Corentin : Dis donc, Thomas, tu nous ferais pas une redite avec ta chronique, là ? Nan, parce que la cuisine de printemps, on en a déjà parlé dans une chronique précédente…
Thomas : ...à réécouter dans le brunch…
Corentin : Donc bon, ça serait bien de se renouveler un peu, non ?
Thomas : Ah mais y’a méprise, Corentin ! Bonjour, d’ailleurs. Oui, il y a méprise parce que, évidemment, je ne vais pas reparler de cuisine de printemps - même s’il y a beaucoup de choses à dire en plus. Non, je vais parler d’un ingrédient de printemps : le petit pois.

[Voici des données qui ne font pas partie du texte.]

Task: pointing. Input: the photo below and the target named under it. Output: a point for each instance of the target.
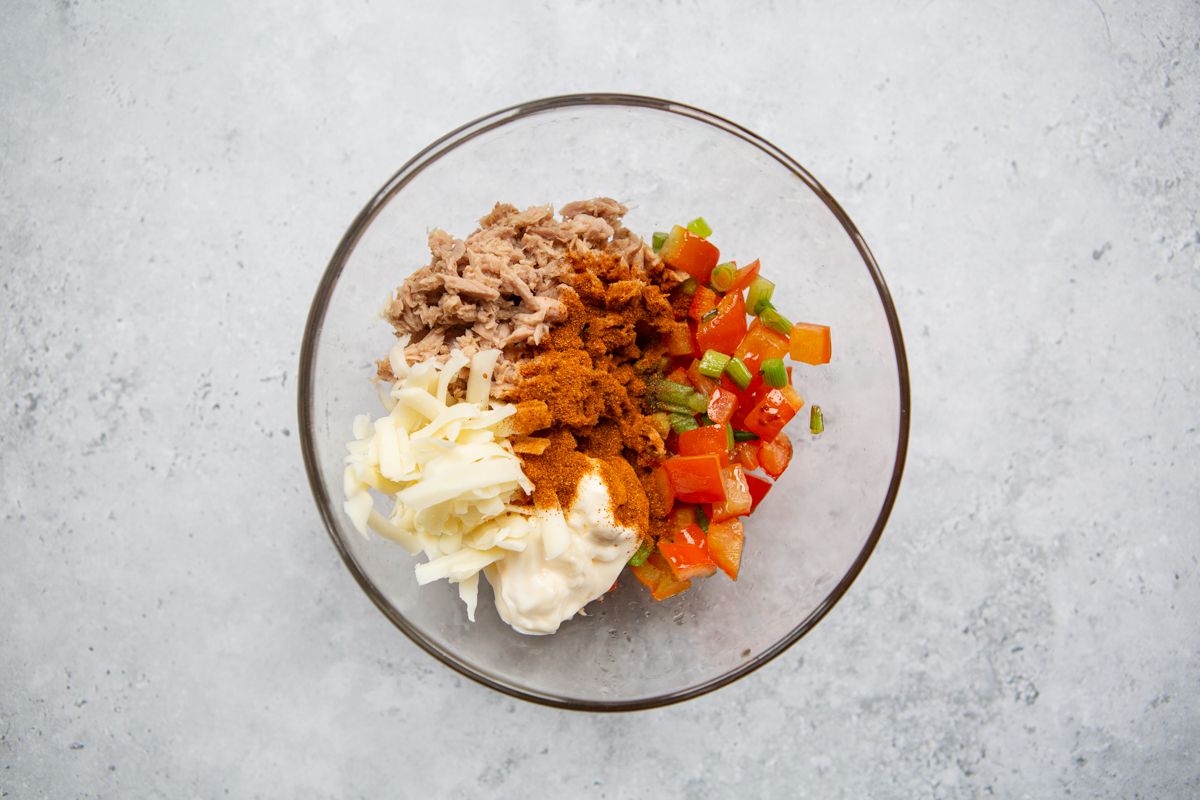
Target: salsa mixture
(565, 398)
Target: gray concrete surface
(177, 624)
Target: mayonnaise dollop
(556, 575)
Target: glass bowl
(810, 537)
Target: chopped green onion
(700, 228)
(775, 320)
(738, 373)
(759, 295)
(713, 364)
(723, 277)
(683, 422)
(774, 374)
(641, 554)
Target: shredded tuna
(501, 287)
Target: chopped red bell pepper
(761, 343)
(745, 276)
(772, 413)
(696, 479)
(687, 560)
(655, 575)
(747, 453)
(775, 455)
(737, 495)
(685, 251)
(725, 331)
(810, 343)
(721, 404)
(703, 302)
(708, 439)
(759, 488)
(725, 546)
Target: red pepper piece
(761, 343)
(703, 302)
(708, 439)
(725, 331)
(774, 456)
(771, 414)
(685, 251)
(737, 495)
(687, 560)
(725, 546)
(759, 488)
(696, 479)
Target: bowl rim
(306, 415)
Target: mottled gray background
(175, 621)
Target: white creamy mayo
(534, 591)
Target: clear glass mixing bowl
(815, 530)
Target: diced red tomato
(725, 331)
(679, 340)
(721, 404)
(745, 276)
(655, 575)
(810, 343)
(759, 488)
(760, 343)
(660, 485)
(737, 495)
(683, 515)
(696, 479)
(685, 251)
(708, 439)
(687, 560)
(725, 546)
(679, 376)
(703, 302)
(747, 453)
(775, 455)
(690, 535)
(772, 413)
(702, 384)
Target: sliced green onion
(738, 373)
(683, 422)
(775, 320)
(700, 228)
(774, 374)
(641, 554)
(713, 364)
(723, 277)
(759, 295)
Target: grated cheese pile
(448, 467)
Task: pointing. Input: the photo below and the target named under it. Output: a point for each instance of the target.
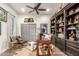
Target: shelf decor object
(3, 15)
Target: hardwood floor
(26, 51)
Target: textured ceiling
(18, 6)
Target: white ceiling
(18, 6)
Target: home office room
(39, 29)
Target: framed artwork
(44, 28)
(0, 28)
(3, 15)
(28, 20)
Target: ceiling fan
(36, 8)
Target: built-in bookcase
(66, 29)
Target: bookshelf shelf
(64, 20)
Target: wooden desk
(41, 43)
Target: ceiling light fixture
(47, 10)
(23, 9)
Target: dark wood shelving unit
(69, 44)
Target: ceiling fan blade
(29, 7)
(37, 12)
(38, 5)
(42, 9)
(31, 11)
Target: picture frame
(28, 20)
(44, 28)
(3, 15)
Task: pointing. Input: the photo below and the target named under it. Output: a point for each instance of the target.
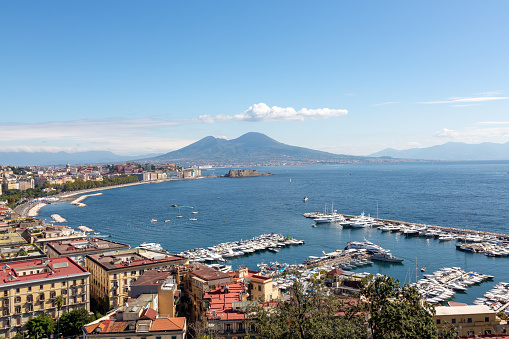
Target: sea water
(474, 195)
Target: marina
(226, 251)
(58, 218)
(255, 206)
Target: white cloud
(122, 136)
(466, 100)
(385, 103)
(493, 123)
(262, 112)
(475, 135)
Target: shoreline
(28, 210)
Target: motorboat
(385, 256)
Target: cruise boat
(365, 245)
(362, 221)
(151, 246)
(385, 256)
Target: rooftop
(463, 310)
(39, 269)
(134, 258)
(69, 247)
(221, 301)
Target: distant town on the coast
(86, 284)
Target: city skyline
(347, 78)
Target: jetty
(230, 250)
(58, 218)
(460, 233)
(78, 200)
(34, 211)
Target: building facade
(112, 274)
(30, 288)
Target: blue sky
(351, 77)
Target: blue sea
(231, 209)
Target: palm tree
(59, 300)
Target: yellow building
(259, 288)
(469, 319)
(30, 288)
(112, 275)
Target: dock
(457, 231)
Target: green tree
(397, 311)
(309, 313)
(40, 325)
(59, 301)
(71, 323)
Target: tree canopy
(72, 322)
(384, 310)
(42, 324)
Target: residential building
(470, 320)
(259, 288)
(162, 284)
(226, 311)
(137, 319)
(29, 288)
(112, 274)
(78, 249)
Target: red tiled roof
(149, 313)
(168, 324)
(335, 272)
(221, 303)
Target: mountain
(62, 158)
(451, 151)
(248, 149)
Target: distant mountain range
(453, 151)
(249, 149)
(62, 158)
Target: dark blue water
(233, 209)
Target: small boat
(385, 256)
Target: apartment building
(29, 288)
(470, 319)
(78, 249)
(112, 274)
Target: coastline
(30, 210)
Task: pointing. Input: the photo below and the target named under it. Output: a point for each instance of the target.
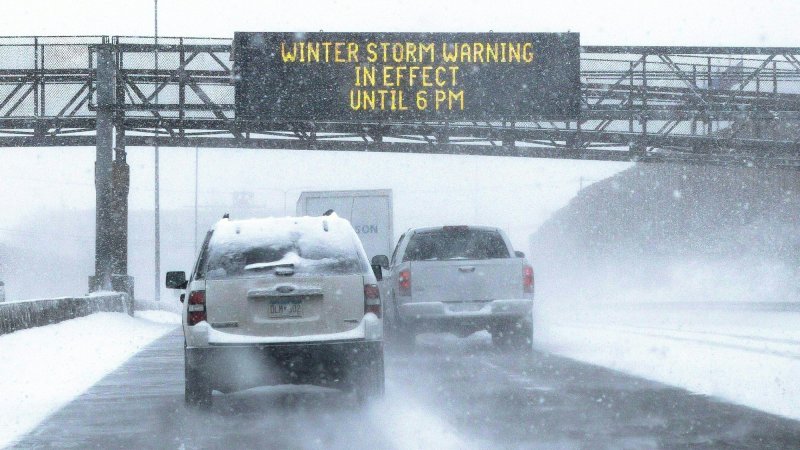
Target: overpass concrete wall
(15, 316)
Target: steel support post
(104, 143)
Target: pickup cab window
(447, 244)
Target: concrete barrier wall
(15, 316)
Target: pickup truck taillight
(196, 309)
(404, 283)
(372, 299)
(527, 279)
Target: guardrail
(20, 315)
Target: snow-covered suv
(281, 301)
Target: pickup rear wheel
(370, 382)
(522, 336)
(513, 336)
(405, 337)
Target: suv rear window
(254, 249)
(456, 244)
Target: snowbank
(43, 368)
(687, 275)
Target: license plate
(282, 309)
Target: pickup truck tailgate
(466, 280)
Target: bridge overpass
(708, 105)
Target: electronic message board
(406, 76)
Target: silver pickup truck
(458, 279)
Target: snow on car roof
(310, 244)
(310, 232)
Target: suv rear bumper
(230, 368)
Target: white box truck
(369, 211)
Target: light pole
(157, 206)
(196, 166)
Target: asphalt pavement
(449, 393)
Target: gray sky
(513, 193)
(618, 22)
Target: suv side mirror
(378, 271)
(380, 260)
(176, 280)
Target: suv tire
(197, 389)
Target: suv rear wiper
(280, 268)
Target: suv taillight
(196, 307)
(527, 279)
(372, 299)
(404, 282)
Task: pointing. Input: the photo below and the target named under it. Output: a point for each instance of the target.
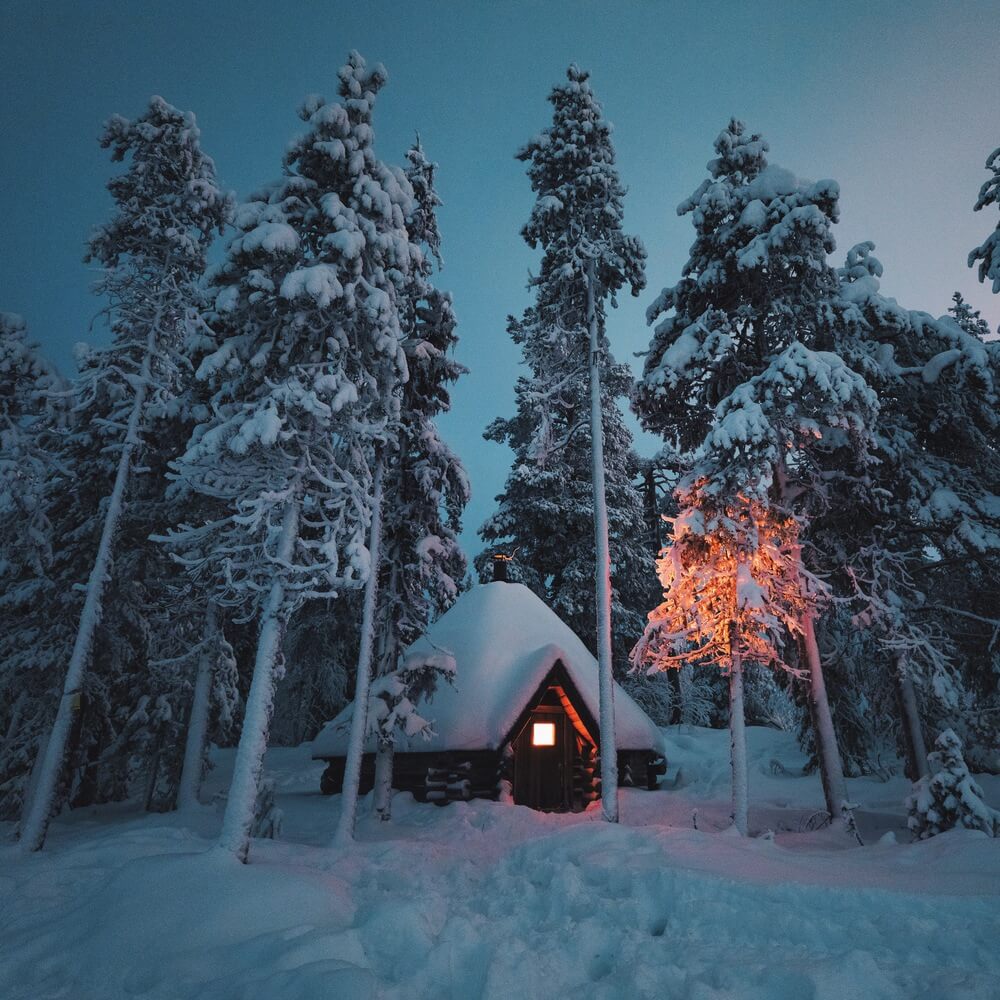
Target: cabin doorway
(543, 760)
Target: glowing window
(543, 734)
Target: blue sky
(897, 102)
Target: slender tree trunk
(834, 785)
(238, 819)
(359, 719)
(913, 734)
(39, 812)
(383, 779)
(15, 721)
(609, 745)
(385, 753)
(197, 731)
(738, 746)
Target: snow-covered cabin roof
(504, 640)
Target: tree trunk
(609, 748)
(913, 734)
(239, 816)
(197, 731)
(359, 719)
(39, 812)
(831, 768)
(738, 746)
(383, 780)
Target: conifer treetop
(988, 254)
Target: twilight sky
(897, 102)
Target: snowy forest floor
(488, 900)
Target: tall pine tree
(168, 208)
(423, 565)
(570, 513)
(742, 369)
(304, 397)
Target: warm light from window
(543, 734)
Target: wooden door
(543, 757)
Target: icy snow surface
(504, 639)
(484, 900)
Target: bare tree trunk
(359, 720)
(609, 746)
(383, 779)
(831, 767)
(197, 731)
(913, 734)
(738, 746)
(238, 819)
(39, 811)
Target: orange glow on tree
(733, 585)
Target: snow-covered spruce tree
(573, 457)
(322, 642)
(922, 545)
(741, 365)
(29, 388)
(969, 319)
(949, 797)
(426, 489)
(988, 254)
(168, 208)
(304, 386)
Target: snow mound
(504, 640)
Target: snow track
(481, 900)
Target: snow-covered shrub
(770, 704)
(950, 797)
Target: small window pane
(543, 734)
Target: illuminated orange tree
(733, 593)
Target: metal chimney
(500, 561)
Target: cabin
(520, 721)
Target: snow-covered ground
(487, 900)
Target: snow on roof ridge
(505, 639)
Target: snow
(484, 901)
(504, 640)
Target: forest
(237, 515)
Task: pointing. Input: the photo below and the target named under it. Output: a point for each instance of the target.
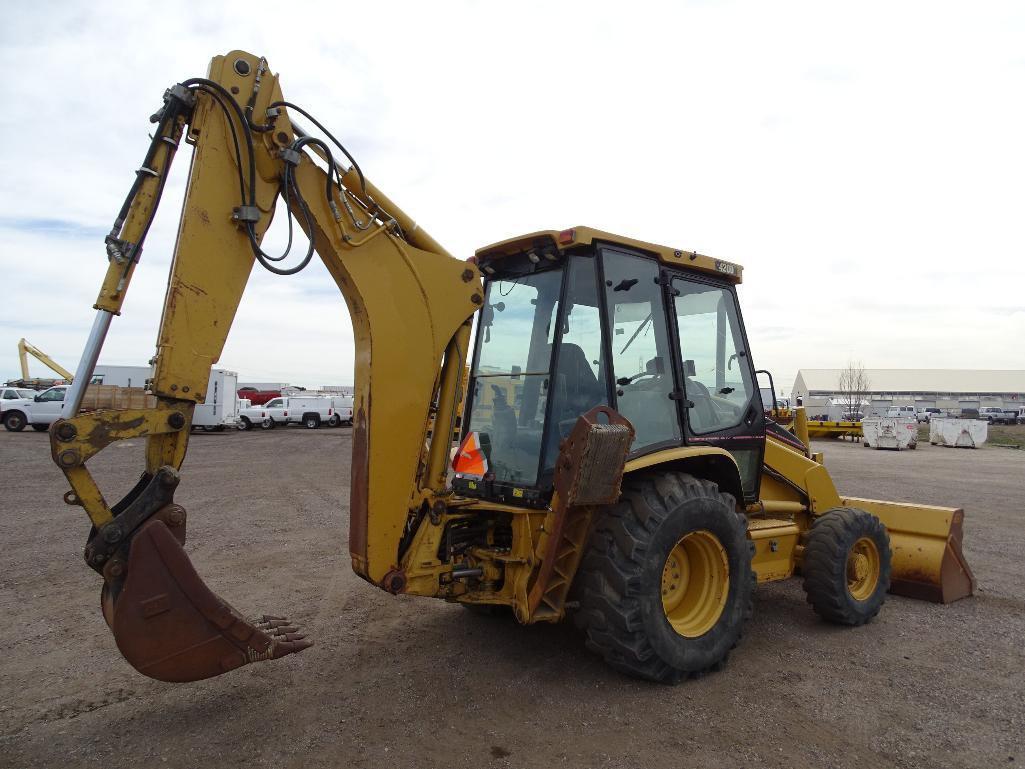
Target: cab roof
(585, 236)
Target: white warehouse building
(923, 388)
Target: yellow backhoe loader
(615, 459)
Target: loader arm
(25, 350)
(928, 562)
(411, 305)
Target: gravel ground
(404, 682)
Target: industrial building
(941, 388)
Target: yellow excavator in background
(615, 462)
(24, 351)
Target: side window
(579, 380)
(716, 371)
(641, 360)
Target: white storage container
(957, 433)
(891, 432)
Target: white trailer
(957, 433)
(220, 409)
(891, 433)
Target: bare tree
(853, 386)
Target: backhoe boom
(410, 304)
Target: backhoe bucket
(169, 625)
(926, 540)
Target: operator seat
(582, 390)
(702, 415)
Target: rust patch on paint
(358, 499)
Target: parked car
(994, 415)
(311, 411)
(15, 394)
(40, 411)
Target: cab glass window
(641, 359)
(579, 381)
(510, 381)
(718, 376)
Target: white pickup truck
(39, 409)
(311, 411)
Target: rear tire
(14, 421)
(847, 566)
(634, 584)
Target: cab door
(722, 404)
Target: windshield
(509, 381)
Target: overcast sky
(864, 162)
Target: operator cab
(577, 319)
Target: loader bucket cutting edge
(170, 626)
(928, 562)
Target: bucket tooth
(170, 626)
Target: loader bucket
(169, 625)
(926, 540)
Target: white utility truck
(310, 411)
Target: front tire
(666, 584)
(14, 421)
(847, 566)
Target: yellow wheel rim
(695, 583)
(862, 569)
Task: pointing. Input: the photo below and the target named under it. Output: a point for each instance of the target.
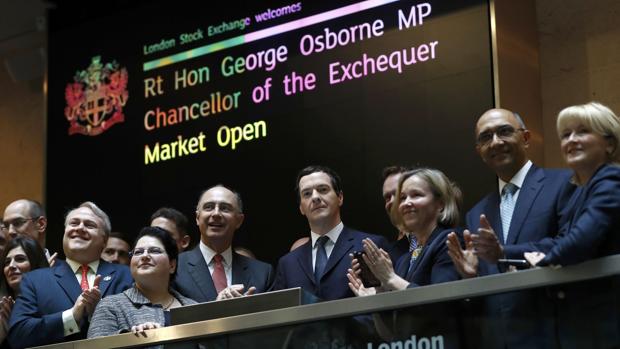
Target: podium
(237, 306)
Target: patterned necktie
(321, 258)
(219, 276)
(84, 282)
(506, 207)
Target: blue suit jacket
(540, 211)
(295, 268)
(36, 318)
(433, 265)
(521, 319)
(194, 280)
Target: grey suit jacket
(118, 313)
(194, 280)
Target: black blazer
(295, 268)
(433, 265)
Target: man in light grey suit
(212, 270)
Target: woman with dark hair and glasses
(21, 255)
(146, 305)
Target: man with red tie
(212, 270)
(56, 303)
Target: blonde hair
(598, 118)
(443, 189)
(107, 226)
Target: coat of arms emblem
(96, 97)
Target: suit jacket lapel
(199, 271)
(530, 189)
(107, 272)
(491, 211)
(65, 277)
(305, 260)
(240, 273)
(343, 245)
(423, 255)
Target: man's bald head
(26, 217)
(501, 141)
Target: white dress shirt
(329, 245)
(208, 254)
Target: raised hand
(356, 285)
(141, 329)
(465, 261)
(485, 242)
(380, 265)
(534, 257)
(235, 291)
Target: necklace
(167, 306)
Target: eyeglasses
(152, 251)
(503, 132)
(17, 222)
(20, 258)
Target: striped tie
(506, 207)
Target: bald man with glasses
(528, 204)
(27, 217)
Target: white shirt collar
(332, 234)
(75, 266)
(208, 254)
(517, 179)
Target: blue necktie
(506, 207)
(321, 258)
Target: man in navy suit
(537, 211)
(55, 303)
(212, 270)
(320, 268)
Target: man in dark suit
(56, 303)
(212, 270)
(320, 266)
(528, 205)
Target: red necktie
(84, 283)
(219, 276)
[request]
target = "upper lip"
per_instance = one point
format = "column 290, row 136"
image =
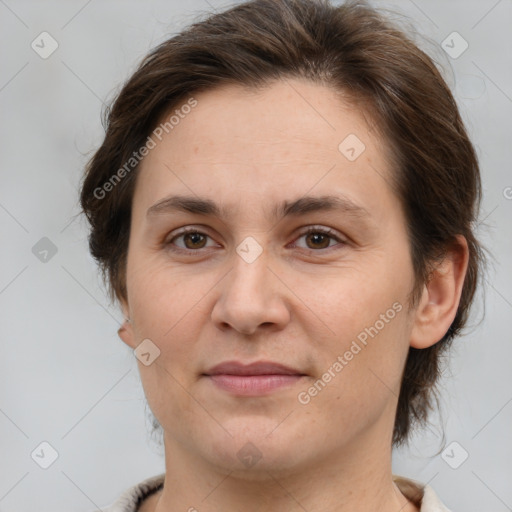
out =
column 256, row 368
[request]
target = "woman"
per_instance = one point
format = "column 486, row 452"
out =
column 283, row 206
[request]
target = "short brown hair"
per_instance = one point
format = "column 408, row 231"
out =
column 354, row 49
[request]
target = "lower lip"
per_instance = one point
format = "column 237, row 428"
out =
column 253, row 385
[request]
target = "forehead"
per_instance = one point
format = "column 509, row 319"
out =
column 291, row 136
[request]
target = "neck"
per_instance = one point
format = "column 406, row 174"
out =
column 346, row 481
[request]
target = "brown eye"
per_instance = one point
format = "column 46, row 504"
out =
column 318, row 240
column 190, row 240
column 194, row 240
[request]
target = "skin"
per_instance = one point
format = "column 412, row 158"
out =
column 301, row 303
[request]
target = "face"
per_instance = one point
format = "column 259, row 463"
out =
column 257, row 237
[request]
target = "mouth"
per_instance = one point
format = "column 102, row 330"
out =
column 255, row 379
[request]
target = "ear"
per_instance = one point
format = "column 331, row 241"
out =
column 125, row 332
column 441, row 296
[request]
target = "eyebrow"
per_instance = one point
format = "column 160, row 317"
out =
column 297, row 207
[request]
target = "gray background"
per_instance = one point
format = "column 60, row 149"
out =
column 68, row 380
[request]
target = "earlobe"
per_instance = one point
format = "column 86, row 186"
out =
column 125, row 332
column 441, row 296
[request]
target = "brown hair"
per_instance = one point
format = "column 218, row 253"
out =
column 355, row 50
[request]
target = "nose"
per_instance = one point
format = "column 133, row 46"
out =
column 251, row 298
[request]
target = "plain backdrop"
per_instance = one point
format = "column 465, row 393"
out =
column 67, row 380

Corentin : Alors, au risque de te choquer, c’est pas un produit de saison, ça ! Des boîtes de petits pois, on en trouve toute l’année !
Thomas : Je vois ce que tu veux faire, Corentin, et je ne tomberai pas dans le piège de ton trolling. Car, comme tous les légumes, les petits pois ont une saisonnalité, que la grande distribution nous a fait oublier. Et cette saison, elle va d’avril à juillet, donc on est en plein dedans.
Alors, oui, quand on est hors saison, les petits pois en boîte ou surgelés sont une alternative correcte. Mais le petit pois frais, ah, ça, c’est quand même quelque chose. Je laisse Olivier Puech, de la chaîne YouTube Le Potager d’Olivier, en parler.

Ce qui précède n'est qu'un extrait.